Somewhat surprised by this response, I asked for clarification. He said:
… the Attorney rang me the day before the announcement and advised me of it.
This hardly seems a satisfactory way to proceed on a matter which is so vitally important to the Indigenous community. These are matters about which there ought to have been wider consultation, and it is a disgrace that the government would seem, at least on the evidence the committee received, to have failed to undertake that kind of consultation. At the very least, one would have thought that the president of the tribunal would have had his views actively and extensively canvassed in relation to these reforms, but that was not done on this particular occasion.
In summary, I hope these reforms work. I hope there is some improvement in the speed with which these matters are determined. There is an urgent need for there to be an increase in the speed of determinations, down from that five- to six-year period. My fear is that this is a rather ideological agenda that the government is imposing on the native tribunal system.

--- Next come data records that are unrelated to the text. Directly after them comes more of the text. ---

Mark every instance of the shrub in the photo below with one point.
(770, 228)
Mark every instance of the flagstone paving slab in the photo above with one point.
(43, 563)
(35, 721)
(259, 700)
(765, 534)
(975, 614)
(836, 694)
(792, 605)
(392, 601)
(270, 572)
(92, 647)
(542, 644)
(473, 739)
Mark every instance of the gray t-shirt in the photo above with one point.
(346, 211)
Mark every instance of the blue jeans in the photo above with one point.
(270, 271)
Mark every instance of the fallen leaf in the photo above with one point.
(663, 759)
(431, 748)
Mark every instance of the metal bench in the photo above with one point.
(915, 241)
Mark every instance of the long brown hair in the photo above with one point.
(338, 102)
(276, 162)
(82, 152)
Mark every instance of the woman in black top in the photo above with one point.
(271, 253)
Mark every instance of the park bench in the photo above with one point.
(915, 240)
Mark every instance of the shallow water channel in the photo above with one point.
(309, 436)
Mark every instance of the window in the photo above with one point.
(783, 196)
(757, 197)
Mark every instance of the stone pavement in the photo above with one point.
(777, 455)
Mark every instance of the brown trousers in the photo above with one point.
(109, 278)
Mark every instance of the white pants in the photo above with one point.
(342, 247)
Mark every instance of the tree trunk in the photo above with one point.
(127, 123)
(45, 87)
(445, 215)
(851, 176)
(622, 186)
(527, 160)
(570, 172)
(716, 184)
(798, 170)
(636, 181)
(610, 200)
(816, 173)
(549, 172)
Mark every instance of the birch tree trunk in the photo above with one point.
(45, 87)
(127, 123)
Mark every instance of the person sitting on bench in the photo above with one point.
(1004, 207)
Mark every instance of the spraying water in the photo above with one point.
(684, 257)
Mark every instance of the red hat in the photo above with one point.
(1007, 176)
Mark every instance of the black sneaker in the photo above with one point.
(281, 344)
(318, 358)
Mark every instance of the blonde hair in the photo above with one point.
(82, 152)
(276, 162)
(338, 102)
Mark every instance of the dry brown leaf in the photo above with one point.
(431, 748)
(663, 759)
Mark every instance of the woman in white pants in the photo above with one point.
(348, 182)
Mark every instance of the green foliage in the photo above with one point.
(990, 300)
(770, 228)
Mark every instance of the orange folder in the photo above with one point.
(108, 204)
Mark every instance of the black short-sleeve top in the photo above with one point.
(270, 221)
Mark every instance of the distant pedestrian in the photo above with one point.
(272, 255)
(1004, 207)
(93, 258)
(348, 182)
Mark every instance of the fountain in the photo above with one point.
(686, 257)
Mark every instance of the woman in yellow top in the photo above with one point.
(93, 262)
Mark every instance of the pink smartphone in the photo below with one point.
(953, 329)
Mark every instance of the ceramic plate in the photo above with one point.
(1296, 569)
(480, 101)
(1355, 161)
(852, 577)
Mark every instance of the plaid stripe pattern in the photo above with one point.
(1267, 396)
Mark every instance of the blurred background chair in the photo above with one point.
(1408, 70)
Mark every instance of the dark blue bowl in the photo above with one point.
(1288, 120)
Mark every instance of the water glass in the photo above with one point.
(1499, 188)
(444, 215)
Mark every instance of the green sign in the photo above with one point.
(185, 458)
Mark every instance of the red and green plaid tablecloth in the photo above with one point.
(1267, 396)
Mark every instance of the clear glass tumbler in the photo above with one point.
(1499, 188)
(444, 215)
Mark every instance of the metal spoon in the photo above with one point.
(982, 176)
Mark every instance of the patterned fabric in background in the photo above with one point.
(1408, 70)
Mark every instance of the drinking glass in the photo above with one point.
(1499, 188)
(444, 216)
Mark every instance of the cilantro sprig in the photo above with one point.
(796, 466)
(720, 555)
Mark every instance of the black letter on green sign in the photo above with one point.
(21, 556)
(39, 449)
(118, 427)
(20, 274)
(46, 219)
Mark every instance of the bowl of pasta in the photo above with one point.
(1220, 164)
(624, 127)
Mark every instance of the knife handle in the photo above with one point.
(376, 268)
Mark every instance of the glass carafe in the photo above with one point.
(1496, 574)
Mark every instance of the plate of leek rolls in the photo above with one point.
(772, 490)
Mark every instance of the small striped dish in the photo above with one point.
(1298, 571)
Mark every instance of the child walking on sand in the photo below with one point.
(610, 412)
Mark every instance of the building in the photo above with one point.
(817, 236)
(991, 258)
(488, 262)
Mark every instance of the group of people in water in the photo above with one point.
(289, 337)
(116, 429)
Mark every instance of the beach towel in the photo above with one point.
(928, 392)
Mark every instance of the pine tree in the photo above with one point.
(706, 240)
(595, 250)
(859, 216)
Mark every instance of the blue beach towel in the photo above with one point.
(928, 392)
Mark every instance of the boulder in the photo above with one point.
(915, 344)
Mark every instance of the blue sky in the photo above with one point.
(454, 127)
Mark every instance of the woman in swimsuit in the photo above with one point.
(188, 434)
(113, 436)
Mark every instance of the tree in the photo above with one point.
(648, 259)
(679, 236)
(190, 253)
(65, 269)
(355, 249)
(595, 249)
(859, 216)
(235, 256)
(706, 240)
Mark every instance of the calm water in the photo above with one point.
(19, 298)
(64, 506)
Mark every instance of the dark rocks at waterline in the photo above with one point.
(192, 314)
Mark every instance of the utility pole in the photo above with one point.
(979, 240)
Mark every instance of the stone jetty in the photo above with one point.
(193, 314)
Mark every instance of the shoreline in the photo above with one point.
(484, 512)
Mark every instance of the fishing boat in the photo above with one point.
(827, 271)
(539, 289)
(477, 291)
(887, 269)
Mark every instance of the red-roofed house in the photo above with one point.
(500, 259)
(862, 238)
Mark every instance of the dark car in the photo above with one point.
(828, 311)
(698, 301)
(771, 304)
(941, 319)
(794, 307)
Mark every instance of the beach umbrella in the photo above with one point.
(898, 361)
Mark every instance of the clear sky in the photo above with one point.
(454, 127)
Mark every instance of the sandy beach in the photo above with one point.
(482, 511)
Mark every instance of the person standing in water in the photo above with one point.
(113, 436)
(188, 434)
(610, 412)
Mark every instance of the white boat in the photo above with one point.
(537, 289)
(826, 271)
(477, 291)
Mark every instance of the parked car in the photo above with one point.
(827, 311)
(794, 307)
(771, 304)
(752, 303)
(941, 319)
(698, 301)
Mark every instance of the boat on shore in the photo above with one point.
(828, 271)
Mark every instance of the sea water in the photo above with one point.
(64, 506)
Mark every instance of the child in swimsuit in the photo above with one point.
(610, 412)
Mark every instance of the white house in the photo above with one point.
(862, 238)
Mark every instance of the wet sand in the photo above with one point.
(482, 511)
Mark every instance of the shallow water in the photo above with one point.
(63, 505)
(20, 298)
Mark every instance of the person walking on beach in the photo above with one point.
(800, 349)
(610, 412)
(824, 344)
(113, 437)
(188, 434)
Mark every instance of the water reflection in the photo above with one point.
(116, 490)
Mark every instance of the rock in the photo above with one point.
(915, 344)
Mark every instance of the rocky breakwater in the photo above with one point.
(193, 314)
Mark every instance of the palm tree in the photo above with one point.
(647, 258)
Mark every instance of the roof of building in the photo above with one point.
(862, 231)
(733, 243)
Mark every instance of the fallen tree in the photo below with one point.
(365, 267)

They are amendments which have been imposed as a result of some view that exists within the government as to the best way to proceed rather than as a result of some serious and sober consideration of what actually is required to address this serious problem. The opposition will be watching the changes with great interest and hoping that they lead in the direction that the government anticipates. But from my perspective, I have a high degree of scepticism that it is going to achieve the results that are proposed.